O caminho...

Intento, ainda acanhada, entregar-me às letras, sílabas, palavras, frases e o que se pode obter dessa junção. Coisa linda a mistura das palavras.


Sempre fui encantada pela nossa Língua e tive a oportunidade de ter como mentora, na antiga quinta série, a professora de LP Maria Alice.

Seu saber e envolver a todos nós, seus alunos, fez-me, literalmente, apaixonar-me por uma mulher aos onze anos de idade

Paixão platônica, pueril, inocente e verdadeira. Nascida da admiração do saber e ir além fazendo os outros também participarem desse conhecimento espetacular, quanto se trata de se entregar à Língua Portuguesa.

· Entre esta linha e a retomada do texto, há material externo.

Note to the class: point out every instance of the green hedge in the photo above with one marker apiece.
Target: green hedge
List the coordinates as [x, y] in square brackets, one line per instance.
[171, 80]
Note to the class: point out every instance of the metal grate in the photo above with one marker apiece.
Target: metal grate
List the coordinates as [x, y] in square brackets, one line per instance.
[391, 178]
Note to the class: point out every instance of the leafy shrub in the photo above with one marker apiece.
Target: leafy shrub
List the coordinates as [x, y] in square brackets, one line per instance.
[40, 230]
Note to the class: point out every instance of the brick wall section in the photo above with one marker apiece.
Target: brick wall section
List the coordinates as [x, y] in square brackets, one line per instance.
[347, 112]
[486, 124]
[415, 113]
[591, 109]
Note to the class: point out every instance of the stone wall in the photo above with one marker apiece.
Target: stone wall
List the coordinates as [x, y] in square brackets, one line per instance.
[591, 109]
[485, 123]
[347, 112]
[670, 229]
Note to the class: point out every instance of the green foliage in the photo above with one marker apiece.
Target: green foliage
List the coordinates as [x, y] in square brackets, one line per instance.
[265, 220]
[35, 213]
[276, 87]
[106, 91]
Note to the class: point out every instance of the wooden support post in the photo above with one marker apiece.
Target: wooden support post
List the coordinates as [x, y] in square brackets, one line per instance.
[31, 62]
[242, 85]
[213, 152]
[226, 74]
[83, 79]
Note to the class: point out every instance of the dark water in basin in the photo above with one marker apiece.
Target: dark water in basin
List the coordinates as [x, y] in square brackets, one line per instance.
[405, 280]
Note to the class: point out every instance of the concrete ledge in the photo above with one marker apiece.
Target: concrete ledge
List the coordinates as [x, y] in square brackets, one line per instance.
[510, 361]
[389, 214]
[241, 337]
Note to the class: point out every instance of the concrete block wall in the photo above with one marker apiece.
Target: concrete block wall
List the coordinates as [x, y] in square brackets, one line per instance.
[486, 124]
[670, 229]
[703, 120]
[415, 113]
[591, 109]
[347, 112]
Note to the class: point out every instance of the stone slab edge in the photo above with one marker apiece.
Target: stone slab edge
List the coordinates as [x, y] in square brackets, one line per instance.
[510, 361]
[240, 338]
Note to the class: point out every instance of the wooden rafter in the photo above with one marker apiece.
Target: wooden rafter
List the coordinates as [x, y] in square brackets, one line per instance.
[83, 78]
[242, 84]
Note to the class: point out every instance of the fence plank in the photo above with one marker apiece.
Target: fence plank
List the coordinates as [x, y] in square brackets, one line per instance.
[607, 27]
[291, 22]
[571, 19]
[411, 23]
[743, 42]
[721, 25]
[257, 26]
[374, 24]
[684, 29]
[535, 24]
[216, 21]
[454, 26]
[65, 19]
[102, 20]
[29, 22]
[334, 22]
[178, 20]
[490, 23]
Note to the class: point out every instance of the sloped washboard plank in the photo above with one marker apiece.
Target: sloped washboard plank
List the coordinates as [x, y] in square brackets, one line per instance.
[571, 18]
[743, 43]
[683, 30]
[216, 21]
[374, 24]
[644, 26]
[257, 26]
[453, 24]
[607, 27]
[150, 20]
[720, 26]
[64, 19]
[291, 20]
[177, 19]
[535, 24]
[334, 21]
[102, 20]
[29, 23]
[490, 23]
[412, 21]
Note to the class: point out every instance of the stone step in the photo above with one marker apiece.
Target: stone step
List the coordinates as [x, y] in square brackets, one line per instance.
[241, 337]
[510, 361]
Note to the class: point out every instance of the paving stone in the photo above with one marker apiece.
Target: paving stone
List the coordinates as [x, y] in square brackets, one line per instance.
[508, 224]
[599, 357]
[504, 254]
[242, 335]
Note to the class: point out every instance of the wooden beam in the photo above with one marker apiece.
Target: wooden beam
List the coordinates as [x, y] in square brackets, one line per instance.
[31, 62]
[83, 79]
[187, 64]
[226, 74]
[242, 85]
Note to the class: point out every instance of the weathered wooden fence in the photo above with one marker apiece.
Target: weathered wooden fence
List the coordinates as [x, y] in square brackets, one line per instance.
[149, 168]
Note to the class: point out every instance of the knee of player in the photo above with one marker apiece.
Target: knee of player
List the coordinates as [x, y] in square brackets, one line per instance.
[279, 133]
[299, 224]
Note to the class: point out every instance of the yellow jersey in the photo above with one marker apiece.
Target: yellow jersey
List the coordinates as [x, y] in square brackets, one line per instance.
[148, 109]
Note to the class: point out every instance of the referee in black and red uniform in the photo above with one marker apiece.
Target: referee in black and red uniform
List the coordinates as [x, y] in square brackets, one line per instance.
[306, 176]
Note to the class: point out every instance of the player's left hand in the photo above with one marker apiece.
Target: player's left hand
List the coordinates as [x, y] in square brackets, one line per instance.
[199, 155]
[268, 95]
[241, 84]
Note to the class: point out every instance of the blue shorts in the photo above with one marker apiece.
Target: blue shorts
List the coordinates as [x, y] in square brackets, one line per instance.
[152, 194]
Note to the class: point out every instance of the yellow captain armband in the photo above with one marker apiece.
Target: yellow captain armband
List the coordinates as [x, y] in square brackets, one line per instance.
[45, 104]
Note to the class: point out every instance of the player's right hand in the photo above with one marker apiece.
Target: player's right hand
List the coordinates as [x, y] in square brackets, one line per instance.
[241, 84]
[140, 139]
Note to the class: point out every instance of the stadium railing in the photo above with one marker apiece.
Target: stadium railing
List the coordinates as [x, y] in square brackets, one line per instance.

Vivo pelos cantos, tanto internos quanto externos, de caderneta em punho e caneta entre os dedos. Do nada, vejo uma imagem ou ouço uma palavra perdida num bar e dali parto para uma história vinculada à alguma vivência minha, da infância difícil até a executiva promissora, e me abro para o mundo das letras.

Meus dedos percorrem rapidamente a caderneta anotando o que me for possível trazer à tona, num momento posterior, de pura entrega, dedicar-me a misturar palavras, ritmos, sentidos, além, de uma boa dose de singularidade.

É assim que construo sem pressa meus poemas, versos, sonetos, também minhas crônicas, prosas e contos.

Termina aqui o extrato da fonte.